We are planning a summer trip out West with a week of camping with the kids followed by a week at one of the HCC properties in Colorado or possiblly at Deer Valley. Do any of the other HCC members have recommendations on the best HCC properties for summer trips?  We don't golf much. We are interested in hiking, rafting, biking, swimming and lounging around.  I'd appreciate any input


----------



## oldkey (Nov 17, 2007)

*We like Keystone*

We drove this last summer from Minneapolis with the Explorer loaded and really enjoyed all the trails and fishing (Snake River). If true privacy and space matters, the Breckenridge Lodge can't be beat.

We're really partial to Summitt County.


----------



## Tedpilot (Nov 17, 2007)

Steamboat has an excellent small town atmosphere and the lake above it is picturesque.  There is ample camping there, rental boats, etc...  The HCC unit, located on the ski mountain would provide you excellent access to the mountain for summer activities.  The gondola runs during the summer and provides an excellent vertical advantage for long hikes and bike rides down the mountain.  The town also has hot springs pool for swimming which is a treat.  The yampa swings through there and provides great fishing too.  Whitewater rafting may be difficult in many parts of the state during certain times given the water run off from the mountains.  Steamboat though gets into the tubing quite a bit which is fun.

I'd also consider Copper Mountain.  A paid shuttle will take you to the top of Vail pass where you can ride all the way downhill into Copper and into Frisco on a paved path.  Of course, from anywhere in summit you can do this.

The town of Breckenridge is by far the most beautiful.  The lodge feels private but is actually right in town.  The golf course unit is very nice as well and located in an area that provides direct trail access too.  There are many excellent hiking and biking trails throughout the area, particularly to the south of town.  An abosulte must is Lower Mohawk Lake & Continental Falls.  Bring your camera, plenty of water and start early as it takes about two hours to make the upper lake at a reasonable strolling pace.

Just to the east of Keystone there is a lot of nice hiking trails.  My favorite thus far is Chihuahua Gulch.  Get an early start and pack in your lunch and enjoy the sut hitting the divide around 10:30-11:00.

Both of these trails described go above timberline so make sure to adjust to the altitude before partaking.

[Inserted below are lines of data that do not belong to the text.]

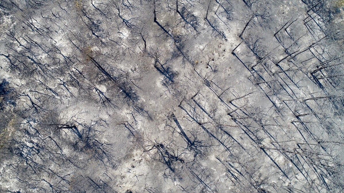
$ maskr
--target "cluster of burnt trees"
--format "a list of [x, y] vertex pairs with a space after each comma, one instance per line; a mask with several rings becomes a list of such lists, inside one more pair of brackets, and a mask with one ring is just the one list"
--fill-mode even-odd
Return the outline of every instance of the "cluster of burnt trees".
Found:
[[[280, 3], [2, 1], [0, 190], [127, 191], [109, 174], [120, 126], [181, 191], [342, 190], [342, 11], [274, 16]], [[248, 77], [226, 81], [236, 65]], [[150, 70], [173, 101], [163, 118], [142, 99]]]

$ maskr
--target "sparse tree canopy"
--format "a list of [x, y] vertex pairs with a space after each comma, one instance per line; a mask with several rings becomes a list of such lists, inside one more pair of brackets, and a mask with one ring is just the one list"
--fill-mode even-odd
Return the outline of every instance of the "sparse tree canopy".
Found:
[[0, 192], [343, 192], [343, 29], [342, 0], [2, 0]]

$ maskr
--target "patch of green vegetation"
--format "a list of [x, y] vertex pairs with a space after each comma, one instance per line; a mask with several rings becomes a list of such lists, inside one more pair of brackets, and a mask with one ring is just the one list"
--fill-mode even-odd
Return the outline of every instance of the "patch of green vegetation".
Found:
[[9, 123], [7, 126], [2, 129], [0, 133], [0, 149], [2, 148], [9, 139], [11, 136], [14, 133], [15, 125], [15, 119], [12, 118]]

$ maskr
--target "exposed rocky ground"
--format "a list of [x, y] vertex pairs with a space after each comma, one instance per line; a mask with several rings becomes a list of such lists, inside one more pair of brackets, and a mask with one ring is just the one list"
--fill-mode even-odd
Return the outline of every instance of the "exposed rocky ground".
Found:
[[342, 0], [1, 0], [0, 191], [342, 192]]

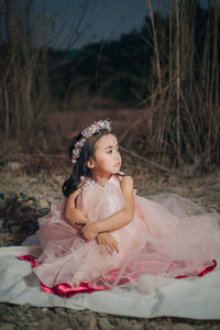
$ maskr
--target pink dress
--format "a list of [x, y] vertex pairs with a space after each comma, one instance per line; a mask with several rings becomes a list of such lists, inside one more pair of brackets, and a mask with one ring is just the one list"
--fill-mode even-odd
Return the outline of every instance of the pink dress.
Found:
[[[123, 207], [121, 176], [112, 175], [105, 187], [87, 179], [77, 198], [77, 208], [91, 221], [106, 219]], [[40, 280], [54, 287], [73, 280], [135, 285], [144, 274], [194, 276], [220, 254], [220, 215], [207, 213], [199, 206], [176, 195], [152, 198], [134, 196], [133, 220], [111, 232], [119, 253], [109, 254], [96, 240], [85, 242], [63, 219], [66, 198], [52, 206], [38, 220], [43, 253], [34, 268]]]

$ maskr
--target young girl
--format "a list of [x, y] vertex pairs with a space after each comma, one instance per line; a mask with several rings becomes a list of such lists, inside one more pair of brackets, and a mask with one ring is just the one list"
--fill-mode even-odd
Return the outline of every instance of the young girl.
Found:
[[145, 274], [200, 276], [215, 267], [220, 216], [182, 198], [184, 208], [175, 209], [176, 199], [158, 204], [136, 196], [132, 178], [120, 172], [108, 120], [79, 133], [69, 157], [65, 198], [38, 220], [43, 253], [34, 272], [45, 286], [139, 287]]

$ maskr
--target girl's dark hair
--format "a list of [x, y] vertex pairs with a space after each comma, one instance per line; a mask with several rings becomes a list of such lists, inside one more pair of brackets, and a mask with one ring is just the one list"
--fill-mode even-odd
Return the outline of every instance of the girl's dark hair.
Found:
[[[77, 190], [80, 185], [80, 178], [91, 177], [91, 170], [87, 167], [87, 162], [94, 157], [95, 154], [95, 144], [96, 142], [103, 136], [105, 134], [109, 134], [108, 131], [102, 131], [101, 133], [96, 133], [92, 136], [88, 138], [84, 146], [81, 147], [80, 155], [77, 158], [76, 163], [73, 167], [73, 173], [70, 177], [63, 184], [63, 194], [65, 197], [68, 197], [70, 194]], [[72, 162], [72, 153], [75, 148], [75, 144], [82, 138], [81, 133], [75, 136], [72, 140], [69, 147], [69, 161]]]

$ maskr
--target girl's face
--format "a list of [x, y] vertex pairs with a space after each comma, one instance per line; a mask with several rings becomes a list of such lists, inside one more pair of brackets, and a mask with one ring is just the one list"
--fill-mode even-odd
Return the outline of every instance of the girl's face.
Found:
[[121, 155], [117, 138], [109, 133], [101, 136], [95, 144], [94, 158], [88, 162], [95, 177], [109, 178], [111, 174], [119, 173]]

Near Grand Junction in the western part of the state is a large area that has hundreds of lakes - Grand Mesa.  Camping abounds everywhere from full service cabins to roughing it in the woods.  Fishing is excellent and so is trail seeking throughout the entire area which adjoins national lands.

In any case, Summit County is probably the best area for a HCC unit and you can't go wrong with any of them.  Again, I think Grand Mesa provides excellent camping opportunties as well.

Also check the links for other trails in the area at the bottom of this page. http://www.summitcountyexplorer.com/HIKES/Mohawk Lake - Hiking Trail.htm 

Grand mesa:  http://www.fs.fed.us/r2/gmug/

More info for Grand Junction/Grand Mesa area:  http://www.visitgrandjunction.com/global/thingstodo.cfm


----------



## travelguy (Nov 18, 2007)

WhiteSand,

Here are two previous posts that give additional property information and may help with your decision:

High Country Club Colorado Property Tour

High country Club Breckenridge "Lodge" Property Review


----------



## WhiteSand (Nov 18, 2007)

Thanks for all the advice and info!  Very helpful as we try to figure out where to go and what to do!  I really appreciate it-


----------



## Steamboat Bill (Nov 18, 2007)

Deer Valley is very Quiet during the summer


----------